The shift at China’s SAFE is significant because it holds the majority of the country’s $1,600bn in foreign currency reserves in dollar instruments and has lagged behind other governments, such as Singapore, in diversifying its currency exposure. SAFE has been holding talks with Europe-based private equity firms about putting billions of dollars into their latest funds, precisely because these funds are not dollar-denominated, say people familiar with the matter.

By allocating money to Europe-based private equity firms, SAFE could diversify away from the dollar, at least at the margin, without spooking the currency markets and driving the dollar down in a disorderly manner.

In addition, SAFE is encouraging the private equity firms with which it has relationships to make investments in natural resources companies in markets outside the US – in part, to hedge its exposure to the dollar.

A spokesman for SAFE declined to comment.

There seems to be a certain amount of growling in the article's sources, complaining about the losses in investments in US financials so far.

Meanwhile, Dow Jones reports that the yuan closed "sharply down" against the dollar today. Concerns the pace of the yuan's appreciation will slow after China's second quarter economic growth slowed also weighed...
An article on Bloomberg contains a warning from "Chinese bank regulators" that the current monetary restraints in place to curb inflation and the influx of hot money might be getting a little too tight.

The People's Bank of China raised its reserve ratio requirement to a record 17.5 percent last month to rein in loan growth and inflation.
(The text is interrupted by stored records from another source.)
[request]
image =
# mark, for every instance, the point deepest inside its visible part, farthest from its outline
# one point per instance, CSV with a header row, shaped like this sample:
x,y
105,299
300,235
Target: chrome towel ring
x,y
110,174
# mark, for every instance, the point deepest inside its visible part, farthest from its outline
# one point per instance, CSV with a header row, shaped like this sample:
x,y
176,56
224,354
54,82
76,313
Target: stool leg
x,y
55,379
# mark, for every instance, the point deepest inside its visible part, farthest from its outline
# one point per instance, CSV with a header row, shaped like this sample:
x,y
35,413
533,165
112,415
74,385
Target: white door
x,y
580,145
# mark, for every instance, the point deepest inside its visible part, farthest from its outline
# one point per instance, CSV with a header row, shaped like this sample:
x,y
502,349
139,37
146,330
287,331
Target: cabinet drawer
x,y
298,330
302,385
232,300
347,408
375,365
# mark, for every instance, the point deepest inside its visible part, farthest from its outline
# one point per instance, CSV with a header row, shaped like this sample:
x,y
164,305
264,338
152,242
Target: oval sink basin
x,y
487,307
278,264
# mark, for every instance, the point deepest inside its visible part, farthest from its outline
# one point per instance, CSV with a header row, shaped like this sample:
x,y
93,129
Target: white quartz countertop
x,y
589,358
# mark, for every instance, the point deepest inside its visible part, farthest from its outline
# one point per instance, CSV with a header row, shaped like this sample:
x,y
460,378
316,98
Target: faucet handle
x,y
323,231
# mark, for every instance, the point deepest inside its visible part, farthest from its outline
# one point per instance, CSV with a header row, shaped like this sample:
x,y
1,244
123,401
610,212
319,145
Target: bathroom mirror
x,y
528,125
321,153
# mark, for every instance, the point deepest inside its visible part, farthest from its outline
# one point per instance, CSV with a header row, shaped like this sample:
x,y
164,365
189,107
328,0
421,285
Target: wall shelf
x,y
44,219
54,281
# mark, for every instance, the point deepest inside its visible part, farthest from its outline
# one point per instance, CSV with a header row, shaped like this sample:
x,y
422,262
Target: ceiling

The China Banking Regulatory Commission has warned against ordering further increases, the person said, declining to be identified as he isn't authorized to speak publicly on the matter.

China's push to remove funds from the banking system resulted in the slowest loan growth in more than two years last month. The risk is that more banks will fall below the minimum requirement for short-term financial strength, the person said.

``While helping to control liquidity, further RRR hikes run the risk of repressing the financial system,'' wrote Sun Mingchun, a Hong Kong-based economist at Lehman Brothers Holdings Inc., in a July 15 note to clients. China may be approaching ``the limit where further hikes do more harm than good,'' he said.

CBRC's recommendations were sent to the State Council, China's cabinet, the person said.